# Strikeforce: Ray Sefo vs Valentijn Overeem



## dudeabides (Sep 30, 2008)




----------



## The Horticulturist (Feb 16, 2009)

300k on Sefo.

This will be exciting.


----------



## joshua7789 (Apr 25, 2009)

The not so good Reem gets put to sleep easily if he stands with Sugar Ray. Should be an exciting fight to watch.


----------



## dudeabides (Sep 30, 2008)

Sefo taps!



> Round 1 - Leg kick by Sefo lands. Nice overhand right counter punch by Sefo and an Overeem head kick is blocked. Right hand by Sefo lands. Another straight right hand by Sefo now. Push kick by Overeem. Oveem shoots and gets the takedown. Neck crank by Overeem and Sefo is forced to tap out. Huh...go figure, he doesn't know how to defend a neck crank. Valentijn Overeem wins by submission (neck crank), round 1.

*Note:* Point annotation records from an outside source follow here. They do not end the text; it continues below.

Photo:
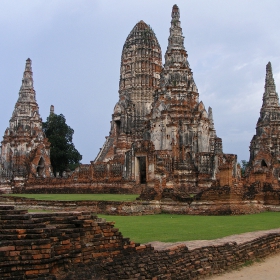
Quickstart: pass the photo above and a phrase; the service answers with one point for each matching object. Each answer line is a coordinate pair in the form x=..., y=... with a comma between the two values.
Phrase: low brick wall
x=61, y=185
x=46, y=245
x=142, y=207
x=180, y=263
x=77, y=245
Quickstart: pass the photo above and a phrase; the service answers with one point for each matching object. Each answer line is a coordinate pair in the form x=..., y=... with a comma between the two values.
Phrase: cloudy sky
x=75, y=47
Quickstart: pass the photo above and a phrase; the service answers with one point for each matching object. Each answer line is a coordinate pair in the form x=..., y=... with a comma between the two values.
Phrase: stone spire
x=51, y=109
x=270, y=97
x=27, y=93
x=176, y=38
x=25, y=150
x=177, y=71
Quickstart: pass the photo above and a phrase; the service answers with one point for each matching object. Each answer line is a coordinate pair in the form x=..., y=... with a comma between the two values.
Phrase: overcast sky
x=75, y=47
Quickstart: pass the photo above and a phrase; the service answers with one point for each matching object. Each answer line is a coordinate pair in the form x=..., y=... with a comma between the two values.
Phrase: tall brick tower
x=264, y=163
x=139, y=77
x=25, y=151
x=181, y=129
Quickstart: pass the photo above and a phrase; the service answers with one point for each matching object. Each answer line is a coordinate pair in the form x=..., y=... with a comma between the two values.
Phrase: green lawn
x=173, y=228
x=75, y=197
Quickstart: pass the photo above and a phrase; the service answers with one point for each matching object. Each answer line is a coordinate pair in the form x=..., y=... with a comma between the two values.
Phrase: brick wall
x=77, y=245
x=47, y=244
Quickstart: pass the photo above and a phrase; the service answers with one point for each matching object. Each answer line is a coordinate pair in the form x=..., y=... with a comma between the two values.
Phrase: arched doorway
x=41, y=167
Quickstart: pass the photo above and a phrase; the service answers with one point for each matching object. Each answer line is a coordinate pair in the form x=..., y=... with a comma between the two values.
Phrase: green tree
x=63, y=152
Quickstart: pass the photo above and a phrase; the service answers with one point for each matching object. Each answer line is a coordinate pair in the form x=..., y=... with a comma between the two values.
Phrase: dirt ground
x=268, y=269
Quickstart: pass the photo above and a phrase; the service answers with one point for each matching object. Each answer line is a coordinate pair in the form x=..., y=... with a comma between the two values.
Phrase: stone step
x=6, y=207
x=13, y=212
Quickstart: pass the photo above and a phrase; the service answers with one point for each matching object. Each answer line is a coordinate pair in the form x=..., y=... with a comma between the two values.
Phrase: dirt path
x=268, y=269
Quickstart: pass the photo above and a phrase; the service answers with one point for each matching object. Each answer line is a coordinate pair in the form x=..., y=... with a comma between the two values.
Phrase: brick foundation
x=77, y=245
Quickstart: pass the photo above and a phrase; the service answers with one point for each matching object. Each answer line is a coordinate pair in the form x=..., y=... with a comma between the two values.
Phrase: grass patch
x=173, y=228
x=76, y=197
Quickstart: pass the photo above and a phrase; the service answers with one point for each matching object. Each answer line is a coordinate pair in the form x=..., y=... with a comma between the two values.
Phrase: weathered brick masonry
x=77, y=245
x=44, y=245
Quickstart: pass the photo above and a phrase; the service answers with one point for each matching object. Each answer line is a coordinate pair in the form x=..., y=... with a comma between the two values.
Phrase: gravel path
x=268, y=269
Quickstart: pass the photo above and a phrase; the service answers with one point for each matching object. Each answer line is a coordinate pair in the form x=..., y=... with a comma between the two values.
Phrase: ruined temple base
x=63, y=186
x=138, y=208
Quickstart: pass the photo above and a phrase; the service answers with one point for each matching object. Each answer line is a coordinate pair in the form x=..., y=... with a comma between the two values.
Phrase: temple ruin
x=24, y=150
x=264, y=163
x=162, y=141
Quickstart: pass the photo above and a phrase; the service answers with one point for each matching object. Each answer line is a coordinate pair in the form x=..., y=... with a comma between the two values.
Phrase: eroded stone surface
x=25, y=151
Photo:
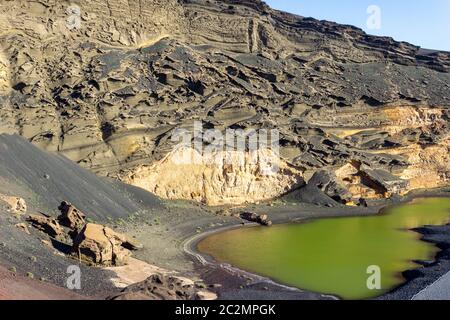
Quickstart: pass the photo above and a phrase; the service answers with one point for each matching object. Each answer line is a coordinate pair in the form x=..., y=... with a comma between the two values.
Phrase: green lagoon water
x=332, y=255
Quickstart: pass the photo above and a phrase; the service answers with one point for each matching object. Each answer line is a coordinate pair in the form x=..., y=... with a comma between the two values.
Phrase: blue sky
x=422, y=22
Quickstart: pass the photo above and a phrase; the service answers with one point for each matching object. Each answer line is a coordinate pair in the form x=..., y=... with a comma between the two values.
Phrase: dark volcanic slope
x=46, y=179
x=110, y=93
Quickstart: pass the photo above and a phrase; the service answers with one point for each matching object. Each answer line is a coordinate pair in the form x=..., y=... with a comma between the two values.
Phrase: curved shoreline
x=190, y=244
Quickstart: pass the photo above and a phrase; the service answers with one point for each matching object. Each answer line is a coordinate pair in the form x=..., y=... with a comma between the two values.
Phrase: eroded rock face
x=216, y=179
x=100, y=245
x=16, y=205
x=110, y=92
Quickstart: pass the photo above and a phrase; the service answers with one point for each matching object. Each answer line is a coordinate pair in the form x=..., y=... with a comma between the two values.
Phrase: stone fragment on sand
x=23, y=227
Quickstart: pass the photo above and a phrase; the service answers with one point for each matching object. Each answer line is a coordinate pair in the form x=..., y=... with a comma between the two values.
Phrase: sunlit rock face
x=107, y=83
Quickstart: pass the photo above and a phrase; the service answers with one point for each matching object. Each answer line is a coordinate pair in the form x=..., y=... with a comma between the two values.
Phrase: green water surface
x=332, y=255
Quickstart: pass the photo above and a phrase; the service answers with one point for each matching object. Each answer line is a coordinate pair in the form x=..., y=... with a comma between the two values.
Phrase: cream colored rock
x=217, y=178
x=206, y=295
x=16, y=205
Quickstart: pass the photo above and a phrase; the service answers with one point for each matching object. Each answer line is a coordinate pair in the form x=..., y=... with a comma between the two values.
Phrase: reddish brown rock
x=71, y=217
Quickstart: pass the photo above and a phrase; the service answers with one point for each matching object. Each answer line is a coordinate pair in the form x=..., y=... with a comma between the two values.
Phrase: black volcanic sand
x=237, y=284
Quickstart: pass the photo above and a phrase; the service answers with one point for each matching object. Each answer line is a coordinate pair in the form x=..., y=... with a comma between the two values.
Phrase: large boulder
x=48, y=225
x=329, y=184
x=71, y=217
x=262, y=219
x=100, y=245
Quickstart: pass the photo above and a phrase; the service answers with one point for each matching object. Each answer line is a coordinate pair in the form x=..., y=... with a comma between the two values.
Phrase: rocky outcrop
x=164, y=287
x=262, y=219
x=214, y=179
x=111, y=91
x=100, y=245
x=71, y=217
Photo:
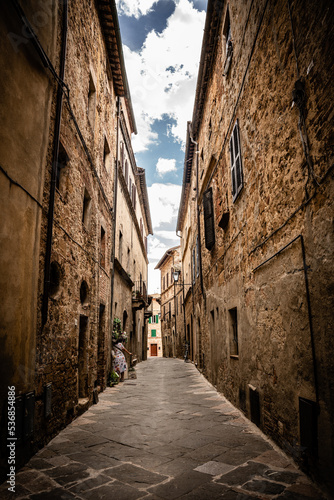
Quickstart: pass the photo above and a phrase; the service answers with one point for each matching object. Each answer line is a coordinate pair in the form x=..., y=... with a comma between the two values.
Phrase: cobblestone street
x=165, y=435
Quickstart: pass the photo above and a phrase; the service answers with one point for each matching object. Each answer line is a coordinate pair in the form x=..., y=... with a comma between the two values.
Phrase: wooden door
x=154, y=349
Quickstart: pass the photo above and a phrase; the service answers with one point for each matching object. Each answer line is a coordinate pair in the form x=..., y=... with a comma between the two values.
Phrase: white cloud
x=135, y=8
x=162, y=76
x=164, y=203
x=164, y=166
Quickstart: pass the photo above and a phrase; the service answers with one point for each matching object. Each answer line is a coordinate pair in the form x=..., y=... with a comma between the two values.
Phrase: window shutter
x=209, y=223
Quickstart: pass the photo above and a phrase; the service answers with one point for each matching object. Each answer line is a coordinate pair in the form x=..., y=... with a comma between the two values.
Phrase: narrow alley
x=165, y=435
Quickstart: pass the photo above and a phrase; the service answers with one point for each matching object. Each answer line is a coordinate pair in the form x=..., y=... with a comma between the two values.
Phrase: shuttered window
x=236, y=163
x=209, y=223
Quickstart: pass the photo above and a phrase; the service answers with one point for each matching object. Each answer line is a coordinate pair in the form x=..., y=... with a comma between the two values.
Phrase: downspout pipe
x=198, y=213
x=113, y=241
x=56, y=140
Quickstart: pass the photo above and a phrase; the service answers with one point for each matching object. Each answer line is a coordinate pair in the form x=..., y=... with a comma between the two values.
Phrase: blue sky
x=162, y=42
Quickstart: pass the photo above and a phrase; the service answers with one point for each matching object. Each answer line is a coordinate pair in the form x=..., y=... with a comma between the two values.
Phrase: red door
x=154, y=349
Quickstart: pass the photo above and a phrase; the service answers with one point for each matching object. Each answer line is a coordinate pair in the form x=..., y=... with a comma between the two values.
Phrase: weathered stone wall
x=73, y=348
x=25, y=103
x=284, y=347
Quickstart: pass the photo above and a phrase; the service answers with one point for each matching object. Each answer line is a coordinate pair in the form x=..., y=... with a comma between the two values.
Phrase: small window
x=62, y=163
x=120, y=247
x=228, y=44
x=106, y=155
x=84, y=293
x=234, y=344
x=55, y=275
x=209, y=223
x=103, y=248
x=126, y=171
x=91, y=101
x=197, y=256
x=122, y=156
x=86, y=209
x=236, y=163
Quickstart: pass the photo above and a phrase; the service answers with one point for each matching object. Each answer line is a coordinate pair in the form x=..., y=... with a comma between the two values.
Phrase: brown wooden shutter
x=209, y=223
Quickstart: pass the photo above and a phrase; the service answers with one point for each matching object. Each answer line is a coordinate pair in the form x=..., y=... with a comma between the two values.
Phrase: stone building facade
x=172, y=300
x=133, y=225
x=67, y=118
x=154, y=339
x=255, y=216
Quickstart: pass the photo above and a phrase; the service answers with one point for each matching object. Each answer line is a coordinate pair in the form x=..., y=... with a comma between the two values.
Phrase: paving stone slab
x=264, y=487
x=56, y=494
x=208, y=491
x=135, y=476
x=94, y=460
x=90, y=483
x=180, y=485
x=242, y=474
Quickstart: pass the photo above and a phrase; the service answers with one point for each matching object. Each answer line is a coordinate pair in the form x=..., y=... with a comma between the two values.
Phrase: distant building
x=256, y=219
x=75, y=213
x=172, y=296
x=154, y=339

http://www.bloodyelbow.com/2011/2/12/1989383/strikeforce-fedor-vs-silva-live-results-and-commentary

*This one was settled with the wrong fighter unfortunatly. I'll pay back all the Overeem betters, and the Sefo betters get lucky on this one.*

Paying back:

420atalon 100000 + .77
Toroian 20000 + .77
boatoar 6969 + .77
Mike28 250 10/13 + .77
Diokhan 82 + .77


----------



## Rusty (Apr 13, 2010)

What? Overeem tapped him out with a neck crank I thought?

SJ's gonna be upset


----------



## The Horticulturist (Feb 16, 2009)

pfffft. that is pennies to me  

must have been an exciting one! it definitely lasted as long as I thought it would.


----------



## Rusty (Apr 13, 2010)

SJ said:


> pfffft. that is pennies to me
> 
> must have been an exciting one! it definitely lasted as long as I thought it would.


More like pesos once I looked at your creds Just found it funny that a site would say that Sefo won the bout. Doesn't make much sense:confused02:


----------



## dudeabides (Sep 30, 2008)

I sent those 5 guys their credits. Not good enough to do the .77 math on all those bets so I rounded up the payout to 1.00 and gave you more than the vbookie thread would have if I had clicked on the right guy. Sorry I did that. :thumbsdown:


----------